Ketika sang author buntu ide..
***
B A G A S
Lupakan masalah gue sama Kak Bian. Setelah mas Andrian pergi dari rumah gue, Kak Bian sama sekali nggak ngomong apa-apa ke gue, cuma melempar tatapan tajam.
Ah, udahlah. Masa bodo sama dia.
Gue lagi asyik lihatin Teri yang gue tangkap basah lagi ngelirik-lirik Devian yang bangkunya agak-agak di belakang—Teri duduk dua bangku dari depan, jadi dia agak-agak nunduk, terus sedikit nengok ke belakang gitu. Ketahuan banget.
Langsung aja gue colek Gilang yang tadinya lagi serius mencatat penjelasan guru Bahasa Indonesia yang ngoceh di depan kelas. Gilang menoleh, kelihatan nggak suka.
"Santai, bor. Cuma pengen ngasih tahu kalau Teri ngelirik Devian terus."
Gilang menatap gue nggak percaya, seolah-olah ngomong lewat tatapan; seriusan? Dia menengok ke arah Teri, dan benar aja, si Teri masih nunduk sambil ngelirik ke meja belakang, tepatnya ke arah Devian.

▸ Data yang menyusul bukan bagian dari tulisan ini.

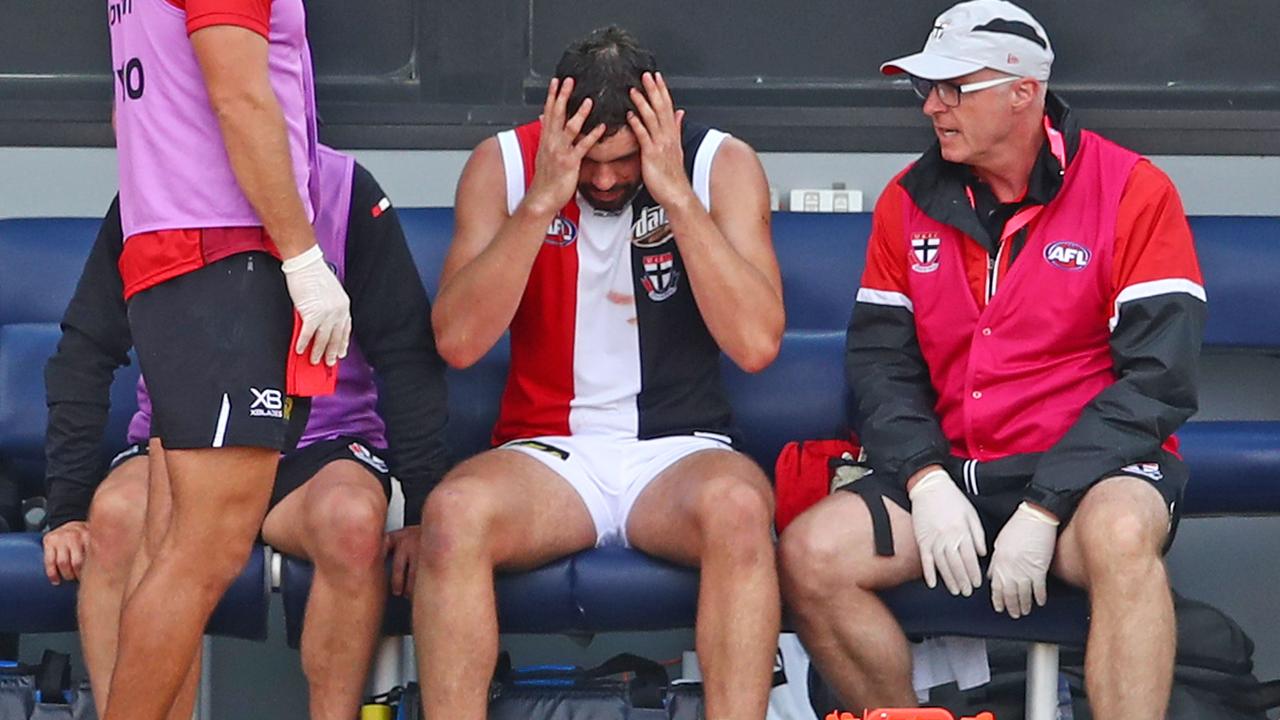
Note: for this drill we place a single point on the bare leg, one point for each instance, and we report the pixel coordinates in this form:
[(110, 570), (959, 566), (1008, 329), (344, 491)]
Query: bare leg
[(830, 575), (1112, 548), (498, 510), (117, 560), (713, 510), (219, 499), (337, 520), (115, 522)]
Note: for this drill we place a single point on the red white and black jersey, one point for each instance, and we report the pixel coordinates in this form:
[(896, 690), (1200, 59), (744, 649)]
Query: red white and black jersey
[(607, 338)]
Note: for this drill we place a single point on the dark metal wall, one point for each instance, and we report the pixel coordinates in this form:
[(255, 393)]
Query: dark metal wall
[(1162, 76)]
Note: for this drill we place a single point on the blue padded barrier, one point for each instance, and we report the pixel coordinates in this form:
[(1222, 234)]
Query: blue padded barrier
[(1237, 258), (538, 601), (40, 263), (1234, 466), (801, 395), (23, 414), (30, 604)]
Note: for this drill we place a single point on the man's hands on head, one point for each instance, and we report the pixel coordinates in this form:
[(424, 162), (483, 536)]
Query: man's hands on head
[(402, 548), (65, 548), (561, 149), (1020, 560), (947, 531), (657, 126)]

Si Gilang langsung kembali duduk tegak, dan mendekatkan wajahnya ke telinga gue. "Naksir kali, ya?" tanyanya. Kita cekikikan sebentar, sebelum akhirnya dia memilih kembali memasang ekspresi serius. "Terus, lo gimana, Gas?"
Gue tahu Gilang lagi nanyain perihal hubungan gue sama Teri, jadi gue jelasin pelan-pelan.
"Gue sama Teri mah nothing special. Cuma ada rasa yang mampir sesaat—beuh, bahasa gue. Tapi, ya gitu, gue nggak suka Teri, dia sahabat gue, dan gue tahu dia luar dalam. Jijik gue suka sama dia, dasar si manusia sok cool yang sukanya bikin baper dan egois tingkat tinggi. Nggak, gue nggak suka."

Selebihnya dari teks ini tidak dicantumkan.